Conference issue 2014

Canterbury recovery – slow but sure

by Kate Tilley, Editor Resolve

Christchurch, New Zealand, will never be the same again.

That was the message Peter Townsend, CEO, of the Canterbury Employers’ Chamber of Commerce, delivered to the NZILA Conference.

But far from it being a negative message, Mr Townsend’s take was very positive. Dispelling a myth the Canterbury region was well-advanced in its post-earthquake recovery, he said: “We will never be back to normal. But we can’t return to yesterday. We are recreating Christchurch to be something else.”

Canterbury did not want NZ to “feel sorry for us, just to know where we’re at”.

He said the website www.futurechristchurch.co.nz showed plans for the city’s key projects, stressing they were solid plans, not speculation. The rebuild was only 10% completed, with a $NZ4.5 billion spend so far, but it was a 15-to-20 year project.

Mr Townsend said once the turmoil and tragedy was put aside, it was exciting to be part of a city being reborn.

The successive quakes caused about $NZ40 billion of damage and the rebuild would cost up to $50 billion because of cost escalation, including betterment. “Sometimes I think, man, this is big. But big doesn’t mean bad, it means opportunity.

”People don’t understand the scale of what we’re doing.”

The damage bill included about $20 billion in housing and $10 billon in horizontal infrastructure.

Mr Townsend dispelled what he called “some urban myths”, which were “dangerous, because they screw the scrum”.  

He argued Christchurch had no population flight, with the availability of accommodation for tradespeople moving into the city to assist with the rebuild a major constraint. The city needed another 20,000 ‘tradies’ to help.

He also argued there was no capital flight. “People are not taking their insurance money and leaving. Capital flies, but it will land in Christchurch,” he said. Cash settlements were being invested back in housing, which reflected in property and rental prices.

Mr Townsend said there was no economic downturn. Unemployment in the region was low and the business failure rate was “normal”. Most businesses forced to shift out of the CBD had relocated elsewhere.

For example, a cheesemonger had rebuilt his business on the back of a truck, collecting customers’ email addresses so he could notify them where the business would be because it had become mobile. Turnover was now 20% higher than before the quakes. “Businesses are reinventing themselves; creating success from misery.”

NZ Government assistance, with $210 million injected immediately to help businesses pay wages, had ensured the business fabric was “in good shape”. “It was a huge support mechanism because it kept cash flow going.”

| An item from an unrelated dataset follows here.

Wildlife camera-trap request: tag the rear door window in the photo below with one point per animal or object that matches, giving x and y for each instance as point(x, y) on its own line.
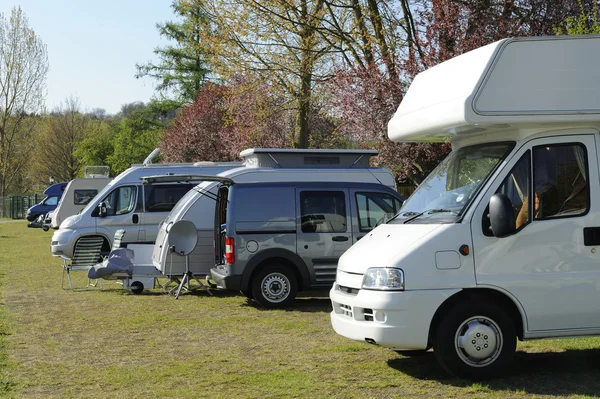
point(163, 197)
point(374, 208)
point(323, 212)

Business owners’ “sheer bloody mindedness” helped. “Businesses were smacked around, but they kept going.”

After the February 22, 2011, quake there had been some “stupid behaviour”, with business owners risking their lives to go into the red zone to collect records and equipment required to help them continue operating their businesses. “That’s part of who we are. A limited liability company can be part of your soul, your being, your fabric.”

Mr Townsend rejected claims the CBD would become a desert or a donut. “It was that before the quakes. We had a lot of shonky buildings, but [the quakes] got rid of them. From an insurance perspective, we’re now the best risk because buildings are reinforced to earthquake standards.”    

Canterbury faced cascading constraints on the rebuild. Initially seismic activity was one. “Things were still moving around.”

The complexity of the insurance system and scale of the disaster meant settlements were taking a long time. The Earthquake Commission was “overwhelmed and had to reinvent itself”. Insurance was no longer a constraint, but there was a long tail and a lot of litigation still to come.

The consent process for rebuilds was slow; and builders were constrained by human resources and material supplies. “We were well insured, but people are putting betterments into their rebuilds.”

Christchurch of the future would be well laid out, respect its river and be a city with “amazing designs” and “the best airport in NZ”. There would be no cheap concrete-slab replacements.

Quizzed on building quality, Mr Townsend said the city could not afford any “shonky” rebuilds, but agreed there were always exceptions.

The Canterbury region had 70% of NZ’s irrigated land, but used only 4% of its available fresh water. Mr Townsend said the region had a future in more than dairy, with the ability to harvest water. It grew 42% of the world’s carrot seeds and a similar amount of the global radish seed supply.

“Our grandchildren will see we have created a city that people want to live in and work in and that’s the ultimate reward,” he said.